When Ronald Reagan died, he became nearly as holy as Jesus to Republicans.
Because a star has died, people tend to gloss over all those glaring, previously unforgivable acts he or she committed. We tend to just focus on the good things they did. I mean, they’re dead now, and you wouldn’t disrespect the dead, would you?
Ronald Reagan is widely considered to have been the greatest president of all time, or at least that’s what Sarah Palin tells me.
Here are some reasons:
Ronnie said if he won the 1980 presidential election he would get our hostages back from terrorists in Iran. Yeah, he was fighting terrorism before it was cool. No big deal.

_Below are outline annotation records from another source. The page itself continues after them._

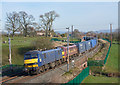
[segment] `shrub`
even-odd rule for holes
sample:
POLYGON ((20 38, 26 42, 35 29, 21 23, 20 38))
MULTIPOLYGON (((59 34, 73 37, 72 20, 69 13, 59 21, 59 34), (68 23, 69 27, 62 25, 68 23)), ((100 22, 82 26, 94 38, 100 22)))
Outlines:
POLYGON ((52 42, 50 41, 49 38, 40 38, 36 41, 33 41, 32 43, 32 47, 34 49, 42 49, 42 50, 45 50, 45 49, 52 49, 54 48, 52 42))

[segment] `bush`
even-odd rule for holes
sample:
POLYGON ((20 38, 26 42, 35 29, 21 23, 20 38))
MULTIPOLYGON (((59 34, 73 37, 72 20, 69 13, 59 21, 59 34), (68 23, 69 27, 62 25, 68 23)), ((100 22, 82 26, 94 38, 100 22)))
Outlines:
POLYGON ((34 42, 31 43, 32 47, 36 50, 36 49, 52 49, 54 48, 52 42, 50 41, 49 38, 40 38, 34 42))

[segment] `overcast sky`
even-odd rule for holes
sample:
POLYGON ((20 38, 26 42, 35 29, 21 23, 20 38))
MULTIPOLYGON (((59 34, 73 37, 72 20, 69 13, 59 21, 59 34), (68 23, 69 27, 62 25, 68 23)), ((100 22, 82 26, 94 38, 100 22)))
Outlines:
POLYGON ((118 26, 117 2, 2 2, 2 28, 6 13, 25 11, 38 22, 39 15, 52 10, 60 15, 53 25, 55 31, 67 31, 71 25, 79 31, 108 30, 110 23, 113 29, 118 26))

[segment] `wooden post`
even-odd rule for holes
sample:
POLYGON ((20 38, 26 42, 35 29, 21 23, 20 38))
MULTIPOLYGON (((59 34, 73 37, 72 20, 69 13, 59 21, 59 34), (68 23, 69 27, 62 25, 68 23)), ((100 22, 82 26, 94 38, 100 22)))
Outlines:
POLYGON ((112 24, 110 24, 110 38, 111 38, 111 45, 112 45, 112 24))

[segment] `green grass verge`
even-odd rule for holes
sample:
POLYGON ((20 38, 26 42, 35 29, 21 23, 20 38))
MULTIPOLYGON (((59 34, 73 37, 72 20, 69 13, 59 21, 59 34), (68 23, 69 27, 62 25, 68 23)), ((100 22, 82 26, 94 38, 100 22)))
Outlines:
POLYGON ((118 78, 115 77, 104 77, 104 76, 92 76, 86 77, 82 83, 118 83, 118 78))
POLYGON ((118 47, 120 45, 112 44, 107 63, 105 64, 105 72, 118 72, 118 47))

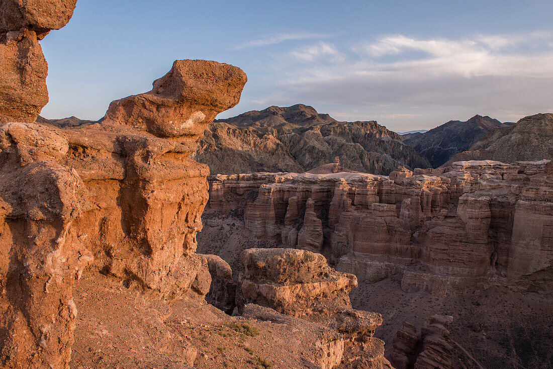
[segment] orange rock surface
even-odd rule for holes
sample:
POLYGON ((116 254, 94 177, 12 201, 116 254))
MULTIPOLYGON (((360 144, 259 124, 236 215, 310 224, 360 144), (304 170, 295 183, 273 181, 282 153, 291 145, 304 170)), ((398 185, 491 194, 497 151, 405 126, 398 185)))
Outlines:
POLYGON ((532 275, 550 273, 553 260, 550 167, 483 160, 389 176, 218 175, 208 208, 244 208, 252 236, 316 250, 362 281, 400 273, 404 291, 439 296, 535 289, 532 275))

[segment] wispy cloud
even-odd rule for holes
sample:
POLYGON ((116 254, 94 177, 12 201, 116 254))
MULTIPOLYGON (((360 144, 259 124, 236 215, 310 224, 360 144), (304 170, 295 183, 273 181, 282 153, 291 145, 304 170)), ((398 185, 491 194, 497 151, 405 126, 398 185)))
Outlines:
POLYGON ((247 48, 268 46, 280 44, 285 41, 291 40, 308 40, 316 39, 330 37, 331 35, 324 33, 309 33, 305 32, 290 32, 269 35, 262 38, 251 40, 237 46, 236 50, 241 50, 247 48))
POLYGON ((321 61, 333 63, 343 62, 345 60, 344 55, 338 51, 333 45, 322 41, 298 49, 290 53, 290 55, 300 61, 307 63, 321 61))
POLYGON ((270 88, 280 98, 269 105, 301 102, 336 107, 341 119, 420 122, 438 111, 447 119, 459 112, 521 117, 550 110, 553 101, 547 32, 305 44, 267 67, 278 71, 270 88))

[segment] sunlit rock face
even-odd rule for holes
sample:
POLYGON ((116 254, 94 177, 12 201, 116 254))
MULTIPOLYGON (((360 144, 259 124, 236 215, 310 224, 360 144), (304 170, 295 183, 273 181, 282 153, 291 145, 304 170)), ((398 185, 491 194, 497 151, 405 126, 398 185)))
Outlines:
POLYGON ((389 176, 218 175, 208 213, 243 209, 249 237, 322 253, 361 281, 400 273, 405 292, 545 290, 536 280, 551 279, 551 168, 481 160, 389 176))
MULTIPOLYGON (((319 367, 392 367, 384 342, 373 337, 380 315, 352 308, 348 294, 357 287, 354 276, 336 272, 322 255, 307 250, 251 248, 241 258, 236 300, 245 315, 259 305, 317 324, 313 349, 319 367)), ((257 318, 268 319, 263 315, 257 318)))
POLYGON ((161 300, 209 292, 208 263, 195 252, 208 169, 190 155, 246 82, 236 67, 177 61, 154 97, 123 99, 141 102, 126 106, 129 115, 113 103, 103 121, 76 128, 0 126, 7 367, 68 367, 72 289, 87 266, 161 300), (140 123, 155 112, 167 113, 140 123))

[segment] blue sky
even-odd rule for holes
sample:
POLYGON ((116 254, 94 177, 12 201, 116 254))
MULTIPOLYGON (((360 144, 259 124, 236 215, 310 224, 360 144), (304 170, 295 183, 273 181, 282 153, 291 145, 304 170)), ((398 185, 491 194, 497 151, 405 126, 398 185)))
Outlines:
POLYGON ((41 41, 41 115, 103 116, 173 61, 241 67, 227 117, 302 103, 397 131, 553 112, 553 1, 79 0, 41 41))

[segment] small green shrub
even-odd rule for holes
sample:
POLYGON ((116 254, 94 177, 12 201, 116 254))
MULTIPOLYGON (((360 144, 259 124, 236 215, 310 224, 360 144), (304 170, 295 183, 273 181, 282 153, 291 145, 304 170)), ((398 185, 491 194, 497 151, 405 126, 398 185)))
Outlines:
POLYGON ((260 331, 259 329, 255 325, 243 322, 232 323, 231 324, 231 328, 234 329, 238 333, 242 333, 242 334, 252 337, 255 337, 258 335, 260 331))
POLYGON ((269 359, 261 357, 257 358, 255 369, 273 369, 273 362, 269 359))

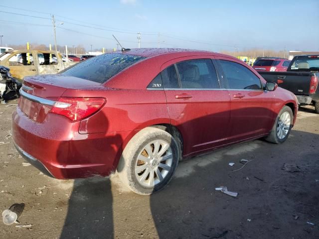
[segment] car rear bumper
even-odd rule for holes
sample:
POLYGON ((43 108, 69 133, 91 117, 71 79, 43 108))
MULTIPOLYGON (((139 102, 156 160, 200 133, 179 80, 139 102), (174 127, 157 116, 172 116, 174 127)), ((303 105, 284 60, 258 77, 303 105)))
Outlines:
POLYGON ((296 96, 299 105, 310 105, 313 99, 309 96, 296 96))
POLYGON ((18 107, 12 123, 12 139, 21 155, 45 174, 61 179, 110 175, 117 166, 122 139, 130 133, 81 134, 80 122, 49 114, 37 123, 18 107))

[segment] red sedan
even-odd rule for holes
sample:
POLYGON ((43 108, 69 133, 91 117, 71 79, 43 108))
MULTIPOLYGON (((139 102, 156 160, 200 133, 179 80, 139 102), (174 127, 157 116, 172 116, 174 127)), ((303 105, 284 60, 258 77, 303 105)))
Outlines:
POLYGON ((283 142, 298 111, 294 94, 242 61, 183 49, 105 54, 25 77, 20 94, 12 138, 24 158, 58 179, 117 170, 144 195, 183 158, 262 137, 283 142))

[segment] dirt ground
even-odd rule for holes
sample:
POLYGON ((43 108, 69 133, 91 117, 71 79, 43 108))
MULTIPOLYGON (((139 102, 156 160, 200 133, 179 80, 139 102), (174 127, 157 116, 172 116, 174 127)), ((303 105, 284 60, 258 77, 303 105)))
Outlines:
POLYGON ((301 109, 284 144, 256 140, 181 162, 167 187, 142 196, 116 175, 58 180, 23 163, 10 136, 15 106, 7 106, 0 105, 0 211, 25 206, 19 224, 0 222, 0 238, 319 238, 319 115, 313 109, 301 109), (242 159, 252 161, 233 172, 242 159), (284 163, 300 171, 284 171, 284 163), (220 186, 238 196, 215 190, 220 186))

That Reagan fellow was crazy like a fox — there was no telling what he was capable of.
I heard he kept an ICBM in his front yard like a totem pole. Less than 20 minutes after he was inaugurated, the Iranians let the hostages go.
Boom, what’s next?
Oh yeah, someone tried to assassinate Ronald in March of that same year. Emphasis on the word tried, because a month later Ronnie was back in business, cutting taxes and popping bottles of Alizé with Tupac.
What else did he do?
He single-handedly won the Cold War by pretending he was going to institute the Strategic Defense Initiative.
About 30 years ago, Ronnie declared he had scientists working on a project the media nicknamed “Star Wars.”

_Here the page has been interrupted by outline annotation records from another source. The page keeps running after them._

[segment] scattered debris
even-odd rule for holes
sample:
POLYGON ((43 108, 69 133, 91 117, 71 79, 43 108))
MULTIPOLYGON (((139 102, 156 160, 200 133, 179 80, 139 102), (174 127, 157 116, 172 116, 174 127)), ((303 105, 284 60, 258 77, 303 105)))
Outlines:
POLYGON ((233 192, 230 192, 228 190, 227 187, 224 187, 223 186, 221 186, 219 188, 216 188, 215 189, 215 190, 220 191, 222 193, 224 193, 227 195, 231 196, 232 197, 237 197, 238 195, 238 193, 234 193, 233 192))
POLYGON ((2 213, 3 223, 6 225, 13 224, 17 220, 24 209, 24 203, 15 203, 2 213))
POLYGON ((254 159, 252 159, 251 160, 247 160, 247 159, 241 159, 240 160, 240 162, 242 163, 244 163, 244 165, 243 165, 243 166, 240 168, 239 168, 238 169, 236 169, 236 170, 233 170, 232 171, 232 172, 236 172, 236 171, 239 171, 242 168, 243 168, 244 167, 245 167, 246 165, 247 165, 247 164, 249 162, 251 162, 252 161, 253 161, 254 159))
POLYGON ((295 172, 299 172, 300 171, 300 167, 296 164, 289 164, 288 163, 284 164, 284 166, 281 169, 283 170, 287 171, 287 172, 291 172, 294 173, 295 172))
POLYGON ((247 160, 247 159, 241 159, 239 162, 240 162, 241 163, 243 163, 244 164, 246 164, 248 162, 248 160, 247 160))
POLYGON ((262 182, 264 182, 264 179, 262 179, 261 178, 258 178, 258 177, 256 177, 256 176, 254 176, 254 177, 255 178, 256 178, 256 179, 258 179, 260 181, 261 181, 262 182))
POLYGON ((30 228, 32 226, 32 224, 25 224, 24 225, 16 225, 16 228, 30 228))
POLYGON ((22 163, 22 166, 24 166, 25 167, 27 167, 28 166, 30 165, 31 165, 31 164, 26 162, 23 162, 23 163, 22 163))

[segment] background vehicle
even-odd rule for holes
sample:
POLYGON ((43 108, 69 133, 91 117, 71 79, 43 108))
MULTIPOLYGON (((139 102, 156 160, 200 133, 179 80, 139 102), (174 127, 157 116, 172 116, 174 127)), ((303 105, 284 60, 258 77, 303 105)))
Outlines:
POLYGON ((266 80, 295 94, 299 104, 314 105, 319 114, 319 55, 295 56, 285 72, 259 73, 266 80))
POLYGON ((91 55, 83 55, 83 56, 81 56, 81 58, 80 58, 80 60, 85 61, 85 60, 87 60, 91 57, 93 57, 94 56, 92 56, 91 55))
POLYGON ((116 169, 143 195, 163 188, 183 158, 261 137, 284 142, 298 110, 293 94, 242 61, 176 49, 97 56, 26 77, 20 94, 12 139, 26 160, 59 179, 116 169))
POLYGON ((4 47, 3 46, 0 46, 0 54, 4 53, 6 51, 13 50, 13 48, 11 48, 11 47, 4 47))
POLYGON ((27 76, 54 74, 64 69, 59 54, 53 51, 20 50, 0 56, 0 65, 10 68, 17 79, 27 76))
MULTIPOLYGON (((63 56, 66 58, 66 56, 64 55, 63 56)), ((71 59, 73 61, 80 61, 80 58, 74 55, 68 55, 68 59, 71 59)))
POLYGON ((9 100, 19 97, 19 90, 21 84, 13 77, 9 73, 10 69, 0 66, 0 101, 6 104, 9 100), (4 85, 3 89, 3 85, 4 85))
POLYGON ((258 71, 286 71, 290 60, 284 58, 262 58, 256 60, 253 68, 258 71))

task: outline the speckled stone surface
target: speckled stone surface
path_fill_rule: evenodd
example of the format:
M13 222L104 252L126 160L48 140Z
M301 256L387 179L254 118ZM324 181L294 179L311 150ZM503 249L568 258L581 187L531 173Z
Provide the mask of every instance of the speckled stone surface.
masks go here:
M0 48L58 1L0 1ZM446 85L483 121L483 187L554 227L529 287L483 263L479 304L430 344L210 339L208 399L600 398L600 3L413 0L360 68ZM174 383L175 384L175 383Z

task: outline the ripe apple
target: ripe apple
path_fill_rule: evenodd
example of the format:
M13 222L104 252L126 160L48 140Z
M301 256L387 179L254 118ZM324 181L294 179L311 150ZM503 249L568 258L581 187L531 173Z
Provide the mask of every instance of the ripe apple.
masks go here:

This was to be a highly sensitive system of satellites that could accurately shoot the arming trigger of a commie nuke with light sabers, or something, effectively turning warheads into harmless aluminum tubes of nuclear waste.
Meanwhile, back in Moscow, Mikhail Gorbachev was standing in a bread line being briefed by a bear. He nearly dropped his ration in surprise, asking, “Hold on a moment...Is that even remotely feasible?”
The bear shrugged, “I dunno.”
In response, Gorbachev spent billions of dollars trying to create his own version of “Star Wars.”
By 1990, the USSR was bankrupt and the Cold War was over. You’re welcome, world.
As you can see, Republicans are right. Evoking Ronald Reagan’s name should be just as powerful as evoking God. The man didn’t have an evil bone in his body. He never did anything wrong at all, ever.
Unless you count the Savings and Loan Crisis, when hundreds of lending institutions failed after Reagan manipulated borrowing regulations, resulting in America’s first large-scale bank bail-out of $160 billion.
And then there was the Iran-Contra Affair, when Reagan sold $30 million in arms to Iran to fund a secret revolution in Nicaragua.
And even after several U.S. officials were indicted on conspiracy grounds, none of them went to prison because they were subsequently pardoned.
But other than that, he could walk on water.